FINANCIAL REGULATION
Clinton is under pressure from liberals to back plans raising taxes on the wealthiest and increase regulation of Wall Street, in part by reinstating Depression-era law repealed by her husband's administration that separated commercial from investment banking. Clinton has not taken a position on that law, though in 2007, she proposed raising taxes on income made by many investment managers. That income is taxed at the 15 percent capital gains rate. She has been supportive of policies increasing taxes on higher income families, saying in a 2010 speech that the "rich are not paying their fair share." Liberals are also critical of her 2001 vote for a bankruptcy overhaul - backed by banks - that would have made it more difficult for consumers to get relief from debts. She later said she regretted her vote. She has accepted hundreds of millions of dollars in contributions from US companies, including Wall Street banks, for her political campaigns and philanthropic foundation, donations that make some in her party sceptical of her.
TRADE
As first lady, Clinton backed the North American Free Trade Agreement, saying in 1996 that the pact was "proving its worth." But as a presidential candidate in 2007, she called the deal "a mistake," calling for a "trade timeout" and the selection of a prosecutor to enforce current deals before entering into any new agreements. Labour unions and liberal activists are pushing Clinton to reject the Trans-Pacific Partnership, now being negotiated by the Obama administration. While Clinton has not expressed a clear opinion on the deal, she cast the agreement in more favourable terms in her memoir, Hard Choices, writing that while it "won't be perfect" the pact "should benefit American businesses and workers."
FOREIGN POLICY
Foreign policy is one of Clinton's few areas of disagreement with the Obama administration.
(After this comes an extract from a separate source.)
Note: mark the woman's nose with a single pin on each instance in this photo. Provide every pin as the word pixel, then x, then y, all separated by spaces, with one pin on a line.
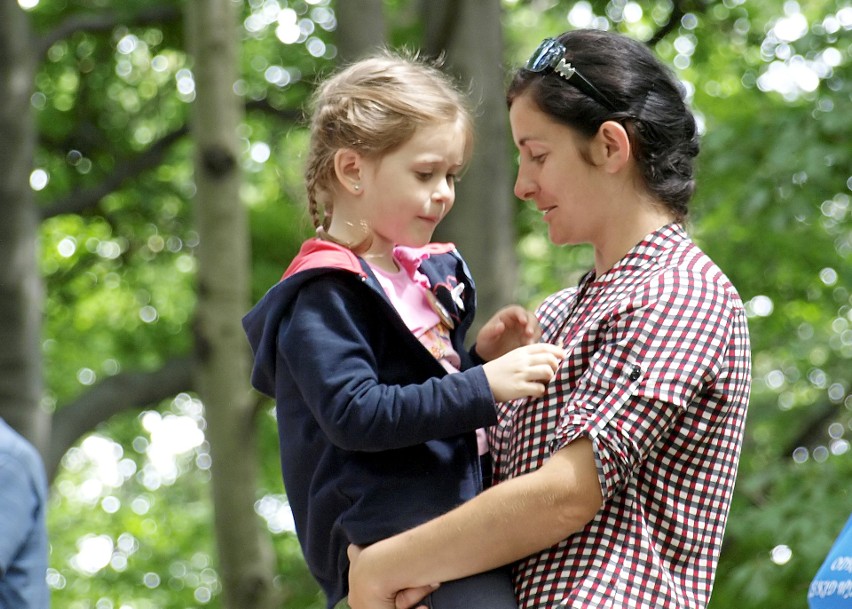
pixel 524 186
She has criticised President Barack Obama for taking a cautious approach to global crises, dismissing his doctrine of "don't do stupid stuff" as "not an organising principle." As secretary of state, Clinton advocated for arming Syrian rebels fighting President Bashar Assad, a suggestion that was not followed by the White House. While acknowledging in an August interview that she could not definitively say that her recommendations would have changed the situation, she said "the failure to do that left a big vacuum, which the jihadists have now filled."
ISRAEL & IRAN
In recent weeks Clinton has avoided commenting publicly on US-Israeli relations, which became strained after Prime Minister Benjamin Netanyahu's address to Congress and re-election. While supportive of Israel as a New York senator, she described her role as secretary of state as the "designated yeller," who angered Netanyahu by demanding a total freeze on settlement expansion. She called her position misguided in her memoir. She's expressed cautious support for Obama's nuclear deal with Iran, though remarked the "devil was in the details." Previously, she said she was sceptical that Iran would abide by any deal struck with the US.
Clinton now supports same-sex marriage, saying that she has "evolved" from her opposition as first lady, senator and secretary of state. She denounced an Indiana law that would give increased protections to businesses and religious groups that object to providing services to gay customers. She supports abortion rights and frequently cites the Democratic line that the procedure should be "safe, legal, and rare."
CLIMATE CHANGE
Clinton has described climate change as the most "consequential, urgent, sweeping" problem facing the world, telling college students in March she hopes for a "mass movement" on the issue. She has promised to protect "at all costs" regulations put in place by the Obama administration that set federal limits on carbon pollution from existing and future power plants. But Clinton has remained silent on the Keystone XL pipeline, which would carry oil from western Canada to refineries on the Gulf Coast, saying she would not express an opinion on a pending international issue.